The first Year-end Meeting of the Sri Lanka Mission of Seventh-day Adventists (SLM) to take place since its inclusion in the Northern Asia-Pacific Division (NSD) was held December 14-15 in Colombo, Sri Lanka.
The meeting brought together NSD and Southern Asia-Pacific Division leaders, including NSD president Yo Han Kim, secretary Hiroshi Yamaji, treasurer Tae Seung Kim, and communication director Seong Jun Byun. From the SSD, president Roger Caderma and treasurer Jacinth Adap attended. They met with SLM president Jerry C. Patalinghug, secretary E. A. R. K. Emerson, and treasurer Anthony J. Francis.
Sri Lanka’s population is 70 percent Buddhist, 12.6 percent Hindu, 9.7 percent Muslim, and 7.4 percent Christian. The Southeast Asian nation is currently facing economic challenges exacerbated by the coronavirus pandemic. Nonetheless, the SLM Mission, with 39 churches and 3,919 members, is navigating these challenging times with faith and a purposeful focus on the return of Christ, regional church leaders said.
In particular, SLM is involved in providing resources for the local community, leaders reported. It operates four schools, a hospital, and a publishing house, with the goal of raising up members committed to missions and supporting the needs of more people in the community by 2024.

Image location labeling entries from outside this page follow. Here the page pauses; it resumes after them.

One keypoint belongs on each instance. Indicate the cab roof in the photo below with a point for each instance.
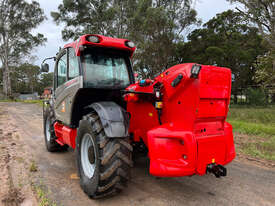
(108, 42)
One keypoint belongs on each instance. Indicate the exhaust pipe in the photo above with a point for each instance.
(217, 170)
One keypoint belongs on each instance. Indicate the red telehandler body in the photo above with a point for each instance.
(98, 109)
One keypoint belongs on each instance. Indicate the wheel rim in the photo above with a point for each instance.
(48, 133)
(88, 155)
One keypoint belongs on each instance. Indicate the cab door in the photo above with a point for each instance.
(67, 83)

Before the start of the Year-end Meeting, SSD church leaders officially transferred SLM authority to NSD officers. Caderma handed over a large key to Kim, signifying the transition of leadership authority over the region. After the ceremony, institutional reports were presented from the church institutions across the SLM, as well as comprehensive reports from the Adventist Development and Relief Agency (ADRA) on the state of projects across the country.

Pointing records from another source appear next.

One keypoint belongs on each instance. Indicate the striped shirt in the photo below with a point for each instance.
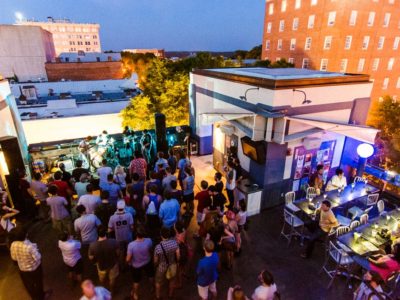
(26, 254)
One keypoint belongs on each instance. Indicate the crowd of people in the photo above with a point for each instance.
(136, 220)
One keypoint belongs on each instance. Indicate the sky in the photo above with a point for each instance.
(212, 25)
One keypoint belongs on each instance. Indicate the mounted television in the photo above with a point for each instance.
(254, 150)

The SLM Education Department reported that school enrollment, which had been reduced by the COVID-19 pandemic, is rebounding, and the department anticipates a better outlook for 2024. The resilience shown by these institutions demonstrates their commitment to providing high-quality education despite adversity, regional church leaders said. They also commented on the ratio of Adventist students within these institutions, noting that while the percentage of Adventists is still small, there is steady growth, indicating the potential for expansion in the Sri Lankan educational institutions.
The PARL Department reported on challenges facing the Seventh-day Adventist Church in Sri Lanka due to national examinations held on Saturday (Sabbath). Denominational representatives are seeking prayers and attention as they continue discussions with the government on the issue of Sabbath-keeping, leaders said.

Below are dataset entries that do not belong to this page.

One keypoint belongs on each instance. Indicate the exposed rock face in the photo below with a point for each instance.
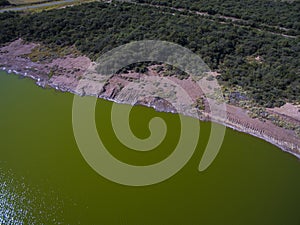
(159, 104)
(149, 89)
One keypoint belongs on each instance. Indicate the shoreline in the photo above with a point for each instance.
(66, 72)
(227, 124)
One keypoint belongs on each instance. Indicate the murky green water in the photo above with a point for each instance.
(45, 180)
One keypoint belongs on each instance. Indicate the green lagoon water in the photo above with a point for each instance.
(45, 180)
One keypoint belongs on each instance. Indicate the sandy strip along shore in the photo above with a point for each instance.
(66, 72)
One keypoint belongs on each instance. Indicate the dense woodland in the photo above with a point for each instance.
(264, 64)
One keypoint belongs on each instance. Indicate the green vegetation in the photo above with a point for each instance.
(263, 64)
(276, 13)
(4, 3)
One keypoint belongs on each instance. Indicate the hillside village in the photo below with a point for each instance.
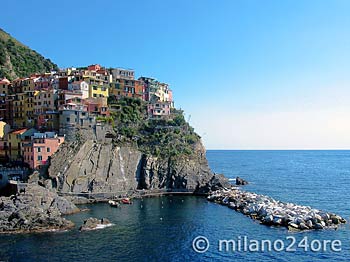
(40, 112)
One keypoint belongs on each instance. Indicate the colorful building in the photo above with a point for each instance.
(121, 73)
(79, 87)
(15, 140)
(41, 147)
(4, 87)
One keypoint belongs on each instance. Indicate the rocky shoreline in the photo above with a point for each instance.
(276, 213)
(36, 209)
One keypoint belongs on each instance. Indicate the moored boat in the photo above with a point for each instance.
(113, 203)
(126, 201)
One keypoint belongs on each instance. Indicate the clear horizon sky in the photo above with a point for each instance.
(251, 74)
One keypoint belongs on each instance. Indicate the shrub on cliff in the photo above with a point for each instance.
(169, 137)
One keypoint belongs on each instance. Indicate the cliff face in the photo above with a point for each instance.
(99, 166)
(18, 60)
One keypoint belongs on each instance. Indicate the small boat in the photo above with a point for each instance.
(113, 203)
(126, 201)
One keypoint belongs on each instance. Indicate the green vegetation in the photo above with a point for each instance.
(17, 60)
(160, 137)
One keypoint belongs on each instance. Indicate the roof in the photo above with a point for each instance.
(5, 81)
(19, 131)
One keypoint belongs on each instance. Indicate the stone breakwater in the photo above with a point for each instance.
(275, 213)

Reports from various departments, including the communication department and Adventist Mission, followed. Each departmental director emphasized the role of the Seventh-day Adventist Church in Sri Lanka to continue serving the community and contributing to society through sacrifice, leaders reported.
Kim reminded SLM delegates of their special calling. “We are a specially chosen people for the mission. It is our mission to spread this good news,” Kim said. He emphasized “faith over human effort” and encouraged attendees to be leaders and people of faith who understand the times and respond to challenges.
Following the meeting, NSD leaders began their institutional visits, including to the Lakpahana Adventist College and Seminary, which recently turned 100. “You are the hope and future of our Adventist Church,” Yamaji told students, faculty, and staff. “Please continue to learn and grow in the wisdom of Jesus Christ.”
Despite economic challenges, the SLM is committed to serving and sacrificing for its community as part of the mission of the Adventist Church, regional church leaders emphasized. “Sri Lanka’s inclusion in the NSD brings many expectations and challenges, but with God’s help, we will be able to fulfill the great commission that Jesus has given to us,” they said.